Materials and Methods

Data Collection

RNA sequencing (RNA-seq) data and corresponding clinical information of 698 glioma samples were taken from TCGA (https://portal.gdc.cancer.gov), while the test datasets with 693 glioma samples (CGGA_693) as well as with 325 samples (CGGA_325) was retrieved from the CGGA (http://www.cgga.org.cn). Then ferroptosis-related genes were retrieved from previous literature (Liu et al., 2020).

Coexpression Network Identified Clinically Relevant Long Non-Coding RNAs

The lncRNAs associated with tumor progression and microenvironment were screened using the weighted gene co-expression network analysis (WGCNA) package (Langfelder and Horvath, 2008). Samples and lncRNAs were filtered with statistical tests, while outliers were detected with hierarchical clustering. Then we selected the soft threshold and engendered the hierarchical clustering tree. Module eigengene (ME) representing the overall expression level of the module was calculated, and the Pearson correlation coefficients between lncRNA modules and clinical traits were calculated to identify modules of interest. Modules with correlation coefficients >0.5 with regarding to tumor grade and ESTIMATE scores were identified, and lncRNAs in these modules were identified as clinically relevant lncRNAs.

Subsequently, we calculated the correlation coefficients between each gene expression in the specific module and clinical trait, and the value of coefficients were defined as gene significance (GS). Module memberships (MMs) were defined as the coefficients between gene expression and MEs. Correlations between GS and MMs were analyzed to verify the significance of lncRNAs in the specific module.

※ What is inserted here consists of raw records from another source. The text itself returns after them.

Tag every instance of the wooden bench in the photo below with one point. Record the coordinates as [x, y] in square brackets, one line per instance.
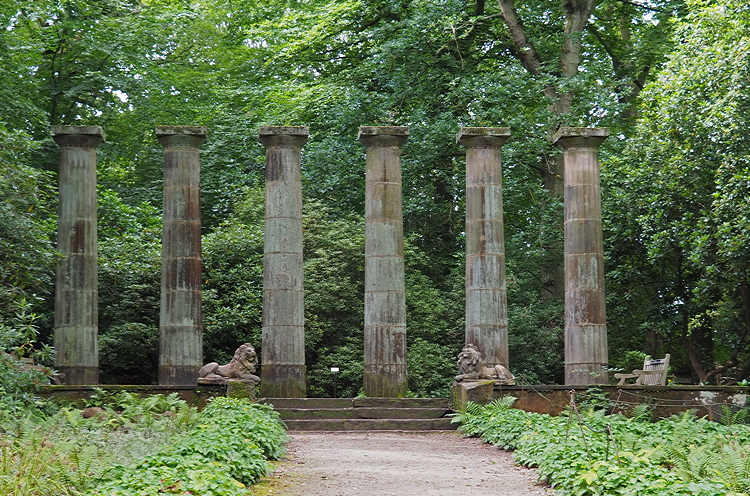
[654, 373]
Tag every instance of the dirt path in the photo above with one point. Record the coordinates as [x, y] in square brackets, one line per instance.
[403, 464]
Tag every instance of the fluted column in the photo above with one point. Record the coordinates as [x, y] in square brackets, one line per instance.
[385, 301]
[586, 355]
[180, 316]
[486, 299]
[76, 291]
[283, 348]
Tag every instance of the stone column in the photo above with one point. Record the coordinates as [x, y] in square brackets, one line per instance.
[385, 302]
[180, 316]
[585, 317]
[283, 347]
[76, 291]
[486, 299]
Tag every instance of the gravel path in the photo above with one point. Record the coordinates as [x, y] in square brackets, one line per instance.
[396, 463]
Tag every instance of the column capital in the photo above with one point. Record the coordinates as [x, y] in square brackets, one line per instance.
[383, 136]
[181, 136]
[290, 136]
[588, 137]
[472, 137]
[78, 136]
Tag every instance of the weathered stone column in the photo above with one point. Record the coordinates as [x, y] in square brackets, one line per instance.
[486, 299]
[180, 316]
[385, 301]
[283, 347]
[76, 291]
[585, 316]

Identification of Hub Long Non-Coding RNAs and Development of a Prognostic Signature

Based on the list of clinically relevant lncRNAs, we identified specific ferroptosis-related lncRNAs whose expression was correlated to ferroptosis-related genes (Pearson Cor>0.5 and p < 0.05). Overlapped lncRNAs indexed in the ferroptosis-related lncRNA list, highlighted in WGCNA, and incorporated in CGGA were identified as hub lncRNAs. With expression profiles of the hub lncRNA, we conducted the least absolute shrinkage and selection operator (LASSO) regression analysis (Meier et al., 2008) and selected key lncRNAs in TCGA dataset. Subsequently, we calculated the individualized risk score with coefficients and expression levels of the key lncRNAs, which stands for a ferroptosis-related prognostic signature that separates the high-risk glioma patients from the low-risk ones. The formulae for risk score were as follows.

riskscore=Σβi*Xi

(Xi represents the identified hub lncRNA expression, and βi represents the corresponding coefficient.)

TCGA-glioma patients were divided into high-risk and low-risk groups based on the median risk score as the cutoff. Then the clinical relevance was validated using Kaplan-Meier survival analysis between risk groups. The prognostic signature was presented as a risk plot that includes the distribution of risk score and classification of survival status for patients in different groups. The time-dependent receiver operating characteristic (ROC) analysis was performed (Heagerty et al., 2000), and the area under the curve (AUC) was calculated to evaluate the prognostic accuracy in the TCGA-glioma patients at 1-year, 3-years, and 5-years post-operation. AUC>0.7 was considered adequate accuracy. The prognostic signature with the same risk score formula and cutoff value was then validated in the CGGA-glioma patients. It was then validated in CGGA using Kaplan-Meier survival analysis, ROC curves, as well as a risk plot.

The Independently Prognostic Value of the Signature

The univariate and multivariate Cox regressions were conducted to determine whether the prognostic signature was independent of clinical characteristics as well as to identify other independent prognostic factors. To determine whether the signature was independent of additional treatment, we also conducted subgroup survival analysis with variables of chemotherapy and radiotherapy. A nomogram was constructed with these prognostic factors using the rms R package, and it was validated using calibration plot (Qiu et al., 2020). Additionally, the correlation between the prognostic signature and clinical characteristics were explored by chi-square test using TCGA.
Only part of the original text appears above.